A história começa nos apresentando ao aparentemente decadente Stanton (Bradley Cooper), personagem enigmático que, em uma também aparente fuga, se depara com um circo itinerante. Por lá, conhece figuras tão misteriosas e peculiares quanto ele e, com elas, aprende a “arte” da ilusão - uma ferramente que, mais a frente, usará a seu favor de suas diversas formas.
Ambicioso e tomado pela obsessão por controle, Stanton se torna um vigarista inescrupuloso, determinado a convencer a elite nova-iorquina de seus poderes mediúnicos - e enriquecer com um charlatanismo quase infalível. Mas ele não é o único especialista em “decifrar a mente” e seu caminho começa a ruir quando conhece a psicóloga Lilith Ritter (Cate Blanchett).
O maravilhoso circo dos horrores de Guillermo del Toro
Os monstros criados por Guillermo del Toro, cuja habilidade para tal é inquestionável, são meios lúdicos para falar sobre conflitos e características humanas e, em O Beco do Pesadelo, o cineasta mexicano parece ir mais diretamente ao ponto nesse quesito. Não existem criaturas fantásticas no longa, mas as pessoas aqui agem como se fossem - e talvez assustem ainda mais ao mostrar a facilidade para manipular uma realidade que já é terrível.

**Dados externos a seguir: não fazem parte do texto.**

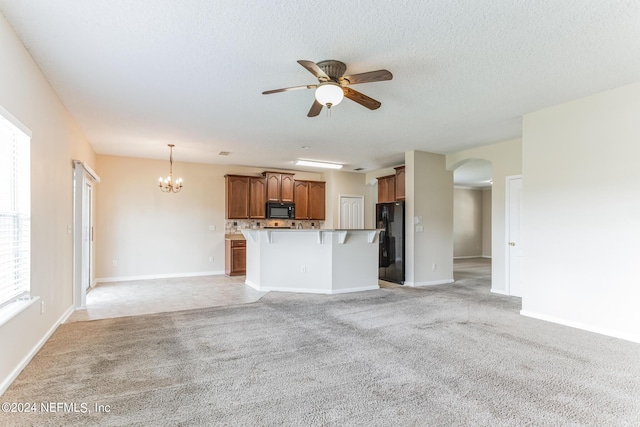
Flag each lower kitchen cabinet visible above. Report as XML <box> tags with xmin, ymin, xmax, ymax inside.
<box><xmin>224</xmin><ymin>238</ymin><xmax>247</xmax><ymax>276</ymax></box>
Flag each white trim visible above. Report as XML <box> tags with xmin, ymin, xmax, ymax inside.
<box><xmin>404</xmin><ymin>279</ymin><xmax>454</xmax><ymax>288</ymax></box>
<box><xmin>96</xmin><ymin>270</ymin><xmax>224</xmax><ymax>283</ymax></box>
<box><xmin>520</xmin><ymin>310</ymin><xmax>640</xmax><ymax>343</ymax></box>
<box><xmin>244</xmin><ymin>280</ymin><xmax>380</xmax><ymax>295</ymax></box>
<box><xmin>0</xmin><ymin>105</ymin><xmax>33</xmax><ymax>139</ymax></box>
<box><xmin>73</xmin><ymin>160</ymin><xmax>100</xmax><ymax>183</ymax></box>
<box><xmin>0</xmin><ymin>305</ymin><xmax>74</xmax><ymax>396</ymax></box>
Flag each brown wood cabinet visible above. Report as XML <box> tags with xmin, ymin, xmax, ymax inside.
<box><xmin>378</xmin><ymin>175</ymin><xmax>396</xmax><ymax>203</ymax></box>
<box><xmin>225</xmin><ymin>175</ymin><xmax>250</xmax><ymax>219</ymax></box>
<box><xmin>225</xmin><ymin>175</ymin><xmax>267</xmax><ymax>219</ymax></box>
<box><xmin>263</xmin><ymin>172</ymin><xmax>294</xmax><ymax>202</ymax></box>
<box><xmin>395</xmin><ymin>166</ymin><xmax>406</xmax><ymax>200</ymax></box>
<box><xmin>224</xmin><ymin>238</ymin><xmax>247</xmax><ymax>276</ymax></box>
<box><xmin>249</xmin><ymin>176</ymin><xmax>267</xmax><ymax>219</ymax></box>
<box><xmin>294</xmin><ymin>181</ymin><xmax>326</xmax><ymax>221</ymax></box>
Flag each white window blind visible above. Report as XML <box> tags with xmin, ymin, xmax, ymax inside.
<box><xmin>0</xmin><ymin>114</ymin><xmax>31</xmax><ymax>308</ymax></box>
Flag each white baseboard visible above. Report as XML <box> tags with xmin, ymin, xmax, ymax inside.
<box><xmin>403</xmin><ymin>279</ymin><xmax>454</xmax><ymax>288</ymax></box>
<box><xmin>520</xmin><ymin>310</ymin><xmax>640</xmax><ymax>343</ymax></box>
<box><xmin>244</xmin><ymin>280</ymin><xmax>380</xmax><ymax>295</ymax></box>
<box><xmin>0</xmin><ymin>306</ymin><xmax>73</xmax><ymax>396</ymax></box>
<box><xmin>96</xmin><ymin>270</ymin><xmax>224</xmax><ymax>283</ymax></box>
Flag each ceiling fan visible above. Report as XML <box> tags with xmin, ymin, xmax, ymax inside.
<box><xmin>262</xmin><ymin>59</ymin><xmax>393</xmax><ymax>117</ymax></box>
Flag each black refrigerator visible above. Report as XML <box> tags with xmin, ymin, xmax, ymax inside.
<box><xmin>376</xmin><ymin>202</ymin><xmax>404</xmax><ymax>284</ymax></box>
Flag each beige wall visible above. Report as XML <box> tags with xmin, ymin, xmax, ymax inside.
<box><xmin>447</xmin><ymin>139</ymin><xmax>526</xmax><ymax>293</ymax></box>
<box><xmin>0</xmin><ymin>15</ymin><xmax>95</xmax><ymax>393</ymax></box>
<box><xmin>482</xmin><ymin>189</ymin><xmax>493</xmax><ymax>258</ymax></box>
<box><xmin>453</xmin><ymin>188</ymin><xmax>484</xmax><ymax>258</ymax></box>
<box><xmin>521</xmin><ymin>79</ymin><xmax>640</xmax><ymax>342</ymax></box>
<box><xmin>96</xmin><ymin>157</ymin><xmax>324</xmax><ymax>281</ymax></box>
<box><xmin>405</xmin><ymin>151</ymin><xmax>453</xmax><ymax>286</ymax></box>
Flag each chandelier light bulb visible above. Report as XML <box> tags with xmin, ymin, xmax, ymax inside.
<box><xmin>316</xmin><ymin>82</ymin><xmax>344</xmax><ymax>108</ymax></box>
<box><xmin>158</xmin><ymin>144</ymin><xmax>182</xmax><ymax>193</ymax></box>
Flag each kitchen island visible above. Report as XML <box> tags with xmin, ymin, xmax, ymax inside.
<box><xmin>242</xmin><ymin>229</ymin><xmax>380</xmax><ymax>294</ymax></box>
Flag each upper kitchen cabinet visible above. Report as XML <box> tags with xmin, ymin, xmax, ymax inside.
<box><xmin>249</xmin><ymin>176</ymin><xmax>267</xmax><ymax>219</ymax></box>
<box><xmin>294</xmin><ymin>181</ymin><xmax>325</xmax><ymax>221</ymax></box>
<box><xmin>395</xmin><ymin>166</ymin><xmax>406</xmax><ymax>200</ymax></box>
<box><xmin>263</xmin><ymin>172</ymin><xmax>294</xmax><ymax>202</ymax></box>
<box><xmin>378</xmin><ymin>175</ymin><xmax>396</xmax><ymax>203</ymax></box>
<box><xmin>225</xmin><ymin>175</ymin><xmax>267</xmax><ymax>219</ymax></box>
<box><xmin>224</xmin><ymin>175</ymin><xmax>250</xmax><ymax>219</ymax></box>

Na ficção, poucos ambientes facilitam a criação de horrores mais do que um circo, ambiente intenso e estimulante em sua própria natureza e que pode ser ainda mais com a inclusão de personagens e de uma atmosfera difíceis de decifrar. Del Toro traz o cinema noir para criar um clima melancólico que convida ao mistério e à investigação. O grande trunfo aqui é colocar a história num ponto exato que deixa o espectador ciente de que muito do que acontece ali não passa de uma farsa, mas ainda em dúvida do que há de sobrenatural - o elemento principal da história de Stanton dentro de seu mundo.
É neste sentido que a indicação de O Beco do Pesadelo aos prêmios de Melhor Fotografia, Melhor Direção de Arte e Melhor Figurino fazem completo sentido: temos quadros e cenas esteticamente inventivos, provocantes e encantadores um após o outro - ainda que falte uma conexão mais envolvente entre eles.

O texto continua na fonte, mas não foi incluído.